人質達が救出された事で外道は酷く動揺し、悔しそうな表情を浮かべて歯をギリギリと鳴らしている。
「‥‥覚悟してもらおうか」
地面に落ちた刀を拾い、ウェストンが外道を睨む。
「‥‥覚悟だと? お前がかっ!」
ウェンストを見つめて鼻で笑い、外道が隠し持っていた短刀を抜く。
「‥‥愚かな」
外道の注意がウェンストに向いている隙を狙い、マナウスがシューティングポイントアタックEXを撃ち込んだ。
「はは、はははははははははっ! ぐはっ‥‥」
狂ったように笑いながら、外道が弓矢を抜いて血を吐いた。
「何がおかしい!」
不機嫌な表情を浮かべ、マナウスが外道を問い詰める。
「‥‥これでお前が新たな外道だ。
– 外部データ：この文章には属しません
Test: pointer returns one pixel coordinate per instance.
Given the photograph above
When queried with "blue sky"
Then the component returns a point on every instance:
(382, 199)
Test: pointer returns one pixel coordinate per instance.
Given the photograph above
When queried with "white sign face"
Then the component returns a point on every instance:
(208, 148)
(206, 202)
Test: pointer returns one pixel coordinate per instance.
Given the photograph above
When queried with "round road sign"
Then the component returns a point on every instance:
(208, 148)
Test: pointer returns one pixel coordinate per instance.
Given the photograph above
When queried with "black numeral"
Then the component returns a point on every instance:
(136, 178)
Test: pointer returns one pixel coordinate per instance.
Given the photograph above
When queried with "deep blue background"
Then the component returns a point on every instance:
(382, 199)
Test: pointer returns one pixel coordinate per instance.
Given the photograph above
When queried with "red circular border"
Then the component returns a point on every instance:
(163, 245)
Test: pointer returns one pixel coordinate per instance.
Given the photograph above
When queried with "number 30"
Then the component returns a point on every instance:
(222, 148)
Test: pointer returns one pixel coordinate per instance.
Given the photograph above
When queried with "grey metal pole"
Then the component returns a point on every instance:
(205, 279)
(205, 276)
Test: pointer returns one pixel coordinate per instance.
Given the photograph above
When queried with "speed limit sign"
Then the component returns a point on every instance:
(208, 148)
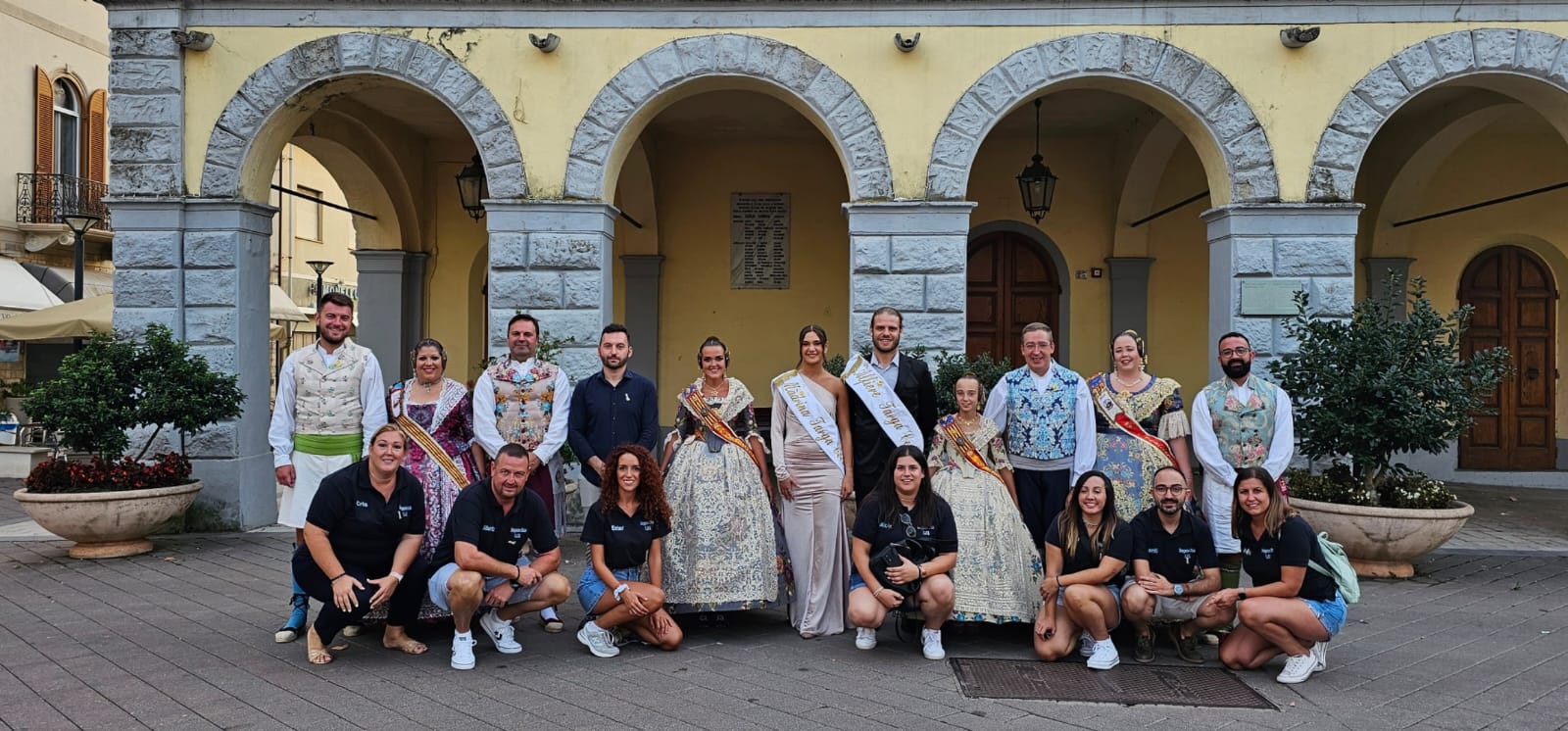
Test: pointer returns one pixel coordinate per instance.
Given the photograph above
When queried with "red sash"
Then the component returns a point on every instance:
(1112, 412)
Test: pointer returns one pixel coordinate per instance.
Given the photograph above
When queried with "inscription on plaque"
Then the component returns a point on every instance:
(760, 240)
(1270, 297)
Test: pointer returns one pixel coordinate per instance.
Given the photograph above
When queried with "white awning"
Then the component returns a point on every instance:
(21, 290)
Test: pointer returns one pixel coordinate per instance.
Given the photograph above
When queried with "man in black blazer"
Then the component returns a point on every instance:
(911, 381)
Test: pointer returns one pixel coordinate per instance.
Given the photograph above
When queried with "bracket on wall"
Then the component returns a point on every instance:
(548, 44)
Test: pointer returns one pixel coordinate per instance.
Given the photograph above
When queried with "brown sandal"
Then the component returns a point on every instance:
(316, 650)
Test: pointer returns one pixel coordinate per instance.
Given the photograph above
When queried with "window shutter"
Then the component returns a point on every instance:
(98, 132)
(44, 115)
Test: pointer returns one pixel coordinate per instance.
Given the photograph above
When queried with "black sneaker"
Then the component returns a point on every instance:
(1186, 647)
(1144, 652)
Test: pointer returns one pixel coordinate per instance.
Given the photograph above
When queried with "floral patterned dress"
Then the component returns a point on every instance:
(1125, 459)
(998, 573)
(725, 550)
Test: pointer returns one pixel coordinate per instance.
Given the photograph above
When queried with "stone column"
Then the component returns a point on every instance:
(553, 261)
(1377, 270)
(643, 273)
(226, 311)
(381, 303)
(909, 256)
(1129, 294)
(1309, 245)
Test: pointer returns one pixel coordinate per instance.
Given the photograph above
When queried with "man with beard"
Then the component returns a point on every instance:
(525, 401)
(1239, 420)
(893, 402)
(1050, 422)
(612, 407)
(1173, 568)
(329, 402)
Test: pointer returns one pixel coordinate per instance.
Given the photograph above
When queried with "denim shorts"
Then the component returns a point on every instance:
(1332, 612)
(590, 589)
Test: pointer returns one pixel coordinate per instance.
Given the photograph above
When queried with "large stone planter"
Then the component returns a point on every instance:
(107, 524)
(1382, 542)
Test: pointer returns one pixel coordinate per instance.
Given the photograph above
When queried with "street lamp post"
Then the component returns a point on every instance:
(78, 224)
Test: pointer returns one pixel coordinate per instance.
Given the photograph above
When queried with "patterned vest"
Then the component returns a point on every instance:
(1244, 430)
(524, 401)
(1040, 425)
(326, 399)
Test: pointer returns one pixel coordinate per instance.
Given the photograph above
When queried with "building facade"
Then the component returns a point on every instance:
(1209, 167)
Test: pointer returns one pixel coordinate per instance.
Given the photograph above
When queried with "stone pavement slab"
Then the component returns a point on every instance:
(182, 639)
気づかなかったのか。外道の正体をさ」
履き捨てるようにして呟き、外道がフラつきながら血を拭う。
「それじゃ、まさか!?」
外道の言っている意味を理解し、ひなたが驚いた様子でマナウスを睨む。
「外道を殺した相手が‥‥外道になる‥‥!?」
ギルドで聞いた噂を思い出し、北斗がハッとした表情を浮かべる。
「既に噂は流してある。せいぜい夜道に気をつけろ。はは、はははははっ‥‥げぼはっ」
‥‥そして外道は息絶えた。
マナウスを見つめて不敵に笑い‥‥。
「‥‥‥‥‥‥くだらん。俺はそんな名前に興味はない。例えまわりの奴らがそう呼んだとしてもな」
そう言ってマナウスが外道の死体に背をむける。
外道の言葉を否定するようにして‥‥。